Par son emplacement, mais également selon les dires de Monsieur Pujol, le monument du cimetière militaire Saint-Acheul doit retranscrire le caractère funéraire. Il n’est donc pas surprenant que le sculpteur picard utilise de nombreuses références à cet art mortuaire. Le pot à feu, la pleureuse mais aussi les portraits en médaillon sont des ornementations habituelles des tombeaux. Le médaillon du poilu peut ainsi rappeler les portraits des défunts sur leur tombe.
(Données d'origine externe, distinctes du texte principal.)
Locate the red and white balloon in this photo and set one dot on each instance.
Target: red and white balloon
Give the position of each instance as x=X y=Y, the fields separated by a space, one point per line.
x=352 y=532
Ce dernier est mis en relation avec un autre médaillon, de l’autre côté du monument. Il représente une femme voilée les yeux fermés. La figure féminine pourrait effectivement être mise en lien avec le soldat, elle pleure son décès. Le sculpteur joue ainsi sur le contraste entre le mort et les survivants. Si le médaillon du soldat est décoré de feuille de chêne et de laurier, celui de l’autre côté est sobre [fig.75]. Pourtant, dans le modèle original le sculpteur avait prévu la même ornementation140 [fig.77]. En supprimant celle-ci, il appuie davantage l’hommage aux combattants. Les deux autres faces de l’obélisque renforcent cette symbolique en représentant une épée couronnée de ces mêmes rameaux.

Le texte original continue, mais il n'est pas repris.